Bold = leader in each category

==Coaches==
Coaching awards are only listed if won while the individual was the coach of Arizona.

List of head basketball coaches showing season(s) coached, overall records, conference records, NCAA Tournament records, championships and selected awards.
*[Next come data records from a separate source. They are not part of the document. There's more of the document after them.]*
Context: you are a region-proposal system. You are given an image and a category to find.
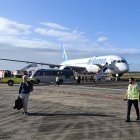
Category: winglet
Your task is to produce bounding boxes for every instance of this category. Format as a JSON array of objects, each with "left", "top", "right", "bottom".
[{"left": 61, "top": 45, "right": 68, "bottom": 61}]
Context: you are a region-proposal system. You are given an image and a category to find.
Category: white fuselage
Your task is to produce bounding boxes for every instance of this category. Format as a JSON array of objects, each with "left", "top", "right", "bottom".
[{"left": 60, "top": 55, "right": 129, "bottom": 74}]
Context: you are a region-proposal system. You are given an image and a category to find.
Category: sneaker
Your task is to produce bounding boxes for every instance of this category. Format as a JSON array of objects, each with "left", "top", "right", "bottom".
[{"left": 125, "top": 119, "right": 130, "bottom": 122}]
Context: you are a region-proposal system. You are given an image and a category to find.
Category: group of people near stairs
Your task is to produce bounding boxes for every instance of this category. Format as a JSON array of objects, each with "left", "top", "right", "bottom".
[{"left": 16, "top": 75, "right": 140, "bottom": 122}]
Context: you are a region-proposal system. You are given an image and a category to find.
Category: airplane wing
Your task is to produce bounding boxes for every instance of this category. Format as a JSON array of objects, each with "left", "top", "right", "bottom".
[{"left": 0, "top": 58, "right": 61, "bottom": 68}]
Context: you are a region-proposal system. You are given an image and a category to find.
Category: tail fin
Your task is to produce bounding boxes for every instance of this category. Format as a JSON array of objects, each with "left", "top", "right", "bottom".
[{"left": 61, "top": 45, "right": 68, "bottom": 61}]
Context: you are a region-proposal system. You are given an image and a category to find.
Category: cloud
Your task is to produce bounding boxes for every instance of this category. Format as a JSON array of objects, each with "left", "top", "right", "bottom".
[
  {"left": 35, "top": 28, "right": 88, "bottom": 42},
  {"left": 0, "top": 36, "right": 56, "bottom": 49},
  {"left": 0, "top": 17, "right": 31, "bottom": 35},
  {"left": 41, "top": 22, "right": 69, "bottom": 30},
  {"left": 96, "top": 36, "right": 108, "bottom": 43}
]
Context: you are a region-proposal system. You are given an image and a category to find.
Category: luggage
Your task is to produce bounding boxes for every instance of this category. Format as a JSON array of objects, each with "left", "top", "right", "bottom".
[{"left": 13, "top": 96, "right": 23, "bottom": 110}]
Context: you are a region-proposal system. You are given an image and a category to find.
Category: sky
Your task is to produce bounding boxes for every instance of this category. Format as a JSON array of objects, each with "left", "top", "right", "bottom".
[{"left": 0, "top": 0, "right": 140, "bottom": 71}]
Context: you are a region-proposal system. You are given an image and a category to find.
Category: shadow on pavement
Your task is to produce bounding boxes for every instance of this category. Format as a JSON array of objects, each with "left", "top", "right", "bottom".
[{"left": 28, "top": 112, "right": 116, "bottom": 118}]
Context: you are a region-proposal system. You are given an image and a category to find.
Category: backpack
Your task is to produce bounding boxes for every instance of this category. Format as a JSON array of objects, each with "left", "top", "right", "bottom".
[{"left": 13, "top": 96, "right": 23, "bottom": 110}]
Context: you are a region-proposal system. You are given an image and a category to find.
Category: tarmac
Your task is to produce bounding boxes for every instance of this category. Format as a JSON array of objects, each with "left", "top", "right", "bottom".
[{"left": 0, "top": 81, "right": 140, "bottom": 140}]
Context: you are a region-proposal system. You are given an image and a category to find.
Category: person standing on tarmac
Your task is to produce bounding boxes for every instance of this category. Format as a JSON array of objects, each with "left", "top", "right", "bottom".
[
  {"left": 126, "top": 78, "right": 140, "bottom": 122},
  {"left": 55, "top": 75, "right": 60, "bottom": 87},
  {"left": 19, "top": 75, "right": 33, "bottom": 115}
]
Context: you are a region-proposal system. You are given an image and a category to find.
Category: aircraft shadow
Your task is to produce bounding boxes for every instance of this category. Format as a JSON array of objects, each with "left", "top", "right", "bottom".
[{"left": 28, "top": 112, "right": 116, "bottom": 118}]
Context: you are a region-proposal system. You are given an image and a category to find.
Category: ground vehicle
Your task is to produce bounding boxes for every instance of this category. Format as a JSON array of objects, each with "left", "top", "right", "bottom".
[
  {"left": 30, "top": 69, "right": 74, "bottom": 83},
  {"left": 0, "top": 75, "right": 38, "bottom": 86}
]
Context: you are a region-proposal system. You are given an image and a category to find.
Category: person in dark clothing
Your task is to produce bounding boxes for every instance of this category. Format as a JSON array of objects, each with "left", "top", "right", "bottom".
[
  {"left": 126, "top": 78, "right": 140, "bottom": 122},
  {"left": 19, "top": 75, "right": 33, "bottom": 115}
]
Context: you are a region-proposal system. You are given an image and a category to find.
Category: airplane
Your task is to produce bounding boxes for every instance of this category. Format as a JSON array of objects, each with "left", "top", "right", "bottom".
[{"left": 0, "top": 46, "right": 129, "bottom": 79}]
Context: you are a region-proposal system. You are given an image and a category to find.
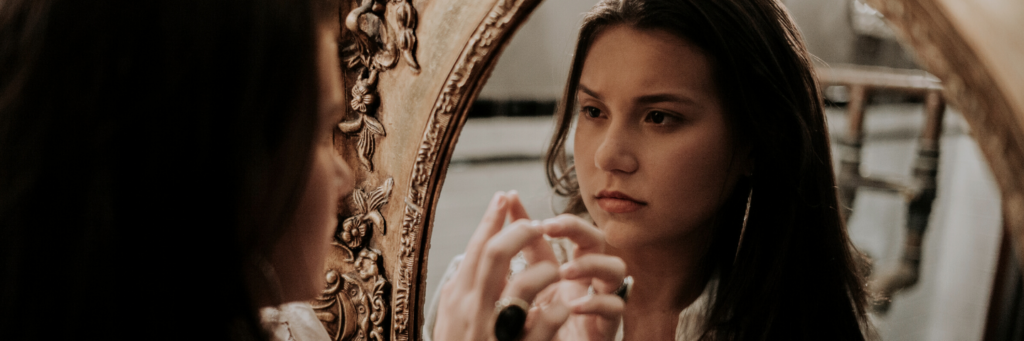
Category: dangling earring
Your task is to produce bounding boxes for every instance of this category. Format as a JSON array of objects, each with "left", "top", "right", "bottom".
[
  {"left": 732, "top": 185, "right": 754, "bottom": 265},
  {"left": 254, "top": 256, "right": 285, "bottom": 304}
]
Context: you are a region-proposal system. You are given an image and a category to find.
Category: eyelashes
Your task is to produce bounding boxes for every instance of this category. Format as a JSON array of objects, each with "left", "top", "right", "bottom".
[{"left": 580, "top": 105, "right": 683, "bottom": 126}]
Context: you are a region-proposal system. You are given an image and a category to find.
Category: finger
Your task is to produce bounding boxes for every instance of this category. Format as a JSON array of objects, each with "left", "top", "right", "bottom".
[
  {"left": 474, "top": 220, "right": 544, "bottom": 299},
  {"left": 521, "top": 303, "right": 569, "bottom": 341},
  {"left": 501, "top": 262, "right": 560, "bottom": 302},
  {"left": 569, "top": 295, "right": 626, "bottom": 319},
  {"left": 505, "top": 189, "right": 558, "bottom": 264},
  {"left": 560, "top": 254, "right": 626, "bottom": 294},
  {"left": 457, "top": 191, "right": 508, "bottom": 286},
  {"left": 505, "top": 189, "right": 529, "bottom": 222},
  {"left": 541, "top": 214, "right": 604, "bottom": 253}
]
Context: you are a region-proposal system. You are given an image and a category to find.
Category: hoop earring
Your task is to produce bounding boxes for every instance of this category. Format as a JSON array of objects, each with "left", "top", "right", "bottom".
[{"left": 732, "top": 186, "right": 754, "bottom": 265}]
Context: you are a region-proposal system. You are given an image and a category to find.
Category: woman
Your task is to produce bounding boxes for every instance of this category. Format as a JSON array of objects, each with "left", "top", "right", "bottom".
[
  {"left": 0, "top": 0, "right": 353, "bottom": 340},
  {"left": 434, "top": 0, "right": 870, "bottom": 340}
]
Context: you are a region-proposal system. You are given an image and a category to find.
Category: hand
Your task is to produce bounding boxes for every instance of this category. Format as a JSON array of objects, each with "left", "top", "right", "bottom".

Statistics correct as of 2026 Season.
| No. | Coach | Years at UA | Total seasons | Wins-Loss (Win %) | Conf. wins-losses (win %) | Awards and achievements during tenure |
| 1 | Orin A. Kates | 1904–1906 | 2 | 1–0–1 (.750) | -- |  |
| 2 | No coach | 1906–1911 | 5 | 10–6 (.625) | -- |  |
| 3 | Frank L. Kleeberger | 1911–1912 | 1 | 2–2 (.500) | -- |  |
| 4 | Raymond L. Quigley | 1912–1914 | 2 | 10–4 (.714) | -- |  |
| 5 | Pop McKale | 1914–1921 | 7 | 49–12 (.803) | -- |  |
| 6 | James Pierce | 1921–1923 | 2 | 10–2 (.833) | -- |  |
| 7 | Basil Stanley | 1923–1924 | 1 | 31–6 (.838) | -- |  |
| 8 | Walter Davis | 1924–1925 | 1 | 7–4 (.636) | -- |  |
| 9 | Fred Enke | 1925–1961 | 36 | 509–324 (.611) | 232–138 (.627) | -- |
| 10 | Bruce Larson | 1961–1972 | 11 | 136–148 (.479) | 44–68 (.393) | -- |
| 11 | Fred Snowden | 1972–1982 | 10 | 167–108 (.607) | 82–146 (.360) | • WAC Coach of the Year (1973) |
| 12 | Ben Lindsey | 1982–1983 | 1 | 4–24 (.143) | 1–17 (.056) | -- |
| 13 | Lute Olson†+ | 1983–2007 | 24 | 589–187 (.759) | 327–101 (.764) | • 11 Pac-10 Conference regular season championships • 4 Pac-10 Conference championships •1997 National champions •Clair Bee Coach of the Year Award (2001) •7× Pac-10 Coach of the Year (1986, 1988-89, 1993-94, 1998, 2003) |
| 14 | Jim Rosborough^ | 2000–2001 | interim | 3–2 (.600) | -- |
| 15 | Kevin O'Neill++ | 2007–2008 | 1 | 19–15 (.559) | 8–10 (.444) | -- |
| 16 | Russ Pennell+++ | 2008–2009 | 1 | 21–14 (.600) | 9–9 (.500) | -- |
| 17 | Sean Miller++++ | 2009–2021 | 12 | 302–109 (.735) | 153–74 (.674) | •3 Pac-12 Conference Men's Basketball Coach of the Year (2011, 2014, 2017) •5 Pac-10/12 Conference regular season championships •3 Pac-12 Conference championships • USA Basketball National Co-Coach of the Year (2015) |
| 18 | Tommy Lloyd | 2021–present* | 6 | 148–36 (.804) | 77–21 (.786) | •2 Pac-12 Conference regular season championships (2022, 2024) •2 Pac-12 Conference championships (2022, 2023) •1 Big 12 Conference regular season championship (2026) •1 Big 12 Conference championship (2026) •AP Coach of the Year (2022) •NABC Coach of the Year (2022) •USBWA Coach of the Year (2022) •Pac-12 Coach of the Year (2022) •USA Basketball Junior Coach of the Year (2025) •Big 12 Coach of the Year (2026) •Sporting News Coach of the Year (2026) • Naismith Coach of the Year (2026) •Highest conference winning percentage in program history |
| Totals |  | 1904–present | 122 | 2,018–1,002–1 (.668) | 992–513 (.659) | -- |

Source:

NCAA Tournament
|  | Coach | Appearances |
| National Champions | Lute Olson | 1 |
| Final Four | Lute Olson | 4 |
| Tommy Lloyd | 1 |
| Elite Eight | Lute Olson | 3 |
| Sean Miller | 3 |
| Fred Snowden | 1 |
| Tommy Lloyd | 1 |
| Sweet Sixteen | Lute Olson | 11 |
| Sean Miller | 5 |
| Tommy Lloyd | 4 |
| Russ Pennell | 1 |

==Notes==
- Only intrasquad games were played in 1905–06.

+ Record for the 1999 and 2008 were vacated by NCAA due to NCAA infractions. Actual on-court records was 589-188 for Lute Olson and 19–15 for Kevin O'Neil.

^ Rosborough served as head coach for five games during the 2000–01 campaign while Olson took a leave of absence. Arizona was 28–8 overall and 15–3 in Pac-10 play that season.

++ O'Neill served as interim head coach while Olson missed the season due to a leave of absence.

+++ Pennell served as interim head coach following Olson's retirement in October 2008.

++++ The NCAA vacated 32 wins from the 2016–17 season, and 18 wins from the 2017–18 season as a result of the 2017–18 NCAA men's basketball corruption scandal. The players involved in the scandal played in every game in the 2016–17 & 23 games in the 2017–18 season, resulting in a 9–8 record.

 An asterisk (*) denotes a season currently in progress.

† – Inducted into the Naismith Memorial Basketball Hall of Fame.